Ghulam Nabi Azad Resigns From Congress, Quits From All Positions Including Primary Membership
Ghulam Nabi Azad, the Congress leader, resigns from all of his positions, including his primary membership in the Congress Party.
Congress leader Ghulam Nabi Azad on Friday resigned from all positions including primary membership of Congress Party, news agency ANI reported.
This happened days after Azad resigned from the Jammu and Kashmir Congress' political affairs committee and the chairmanship of the campaign committee shortly after being appointed.
Blaming Rahul Gandhi for Congress's downfall, Azad in a letter addressed to Sonia Gandhi stated: "Unfortunately, after the entry of Rahul Gandhi into politics and particularly after January 2013 when he was appointed as the Vice President by you, the entire consultative mechanism which existed earlier was demolished by him."
"All senior and experienced leaders were sidelined and new coterie of inexperienced sycophants started runing the affairs of the party," he added.
Congress leader Ghulam Nabi Azad severs all ties with Congress Party pic.twitter.com/RuVvRqGSj5
— ANI (@ANI) August 26, 2022
Highlighting August 2020 appeal by 23 Congress leaders, Azad stated: "In August 2020, when I and 22 other senior colleague including former Union Ministers and Chief Ministers wrote to you to flag the abysmal drift in the party the "coterie" choose to unleash its sycophants on us and got us attacked, vilified and humiliated in the most crude manner possible."
"Infact, on the direction of the coterie that runs the AICC today my mock funeral possession was taken out in Jammu.

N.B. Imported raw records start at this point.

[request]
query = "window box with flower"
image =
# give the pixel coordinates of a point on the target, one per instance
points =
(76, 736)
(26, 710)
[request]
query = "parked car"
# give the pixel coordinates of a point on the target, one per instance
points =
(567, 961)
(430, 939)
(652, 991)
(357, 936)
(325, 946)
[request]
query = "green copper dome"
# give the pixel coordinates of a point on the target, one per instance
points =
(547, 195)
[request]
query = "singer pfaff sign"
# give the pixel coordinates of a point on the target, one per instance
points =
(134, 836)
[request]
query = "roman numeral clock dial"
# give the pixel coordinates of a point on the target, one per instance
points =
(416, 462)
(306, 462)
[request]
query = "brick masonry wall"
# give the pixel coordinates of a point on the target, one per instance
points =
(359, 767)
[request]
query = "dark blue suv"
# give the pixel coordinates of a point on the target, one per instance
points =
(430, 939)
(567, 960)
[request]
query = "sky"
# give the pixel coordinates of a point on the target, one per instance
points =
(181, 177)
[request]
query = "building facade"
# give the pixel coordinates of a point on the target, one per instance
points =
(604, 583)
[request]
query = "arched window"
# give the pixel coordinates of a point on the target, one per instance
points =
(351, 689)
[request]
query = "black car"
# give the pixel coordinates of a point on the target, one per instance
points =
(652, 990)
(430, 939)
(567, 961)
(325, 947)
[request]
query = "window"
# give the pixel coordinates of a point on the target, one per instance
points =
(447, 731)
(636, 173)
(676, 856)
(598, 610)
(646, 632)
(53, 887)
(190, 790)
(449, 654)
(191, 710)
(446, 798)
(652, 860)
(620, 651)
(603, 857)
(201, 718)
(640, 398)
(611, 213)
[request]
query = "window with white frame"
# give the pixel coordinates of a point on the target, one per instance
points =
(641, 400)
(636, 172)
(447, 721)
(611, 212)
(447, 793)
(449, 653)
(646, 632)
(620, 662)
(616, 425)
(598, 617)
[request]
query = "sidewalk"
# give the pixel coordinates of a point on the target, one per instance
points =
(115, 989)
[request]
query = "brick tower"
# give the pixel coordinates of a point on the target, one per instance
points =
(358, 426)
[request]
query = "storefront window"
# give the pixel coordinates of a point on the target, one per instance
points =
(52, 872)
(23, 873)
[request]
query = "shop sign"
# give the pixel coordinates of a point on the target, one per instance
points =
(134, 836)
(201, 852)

Those who committed indiscipline were feted in Delhi by the General Secretaries of the AICC and Rahul Gandhi personally," he added.
Recalling the time when he first joined INC, Azad stated: "I joined the Indian National Congress in Jammu and Kashmir in mid 1970s when it was still a taboo to be associated with the party given its chequered history in the state from 8th August 1953 onwards - the arrest of Sheikh Abdullah being the nadir of its political myopia."
Azad, the leader of the rebel G-23, was passed up for candidacy to the Upper House by the party.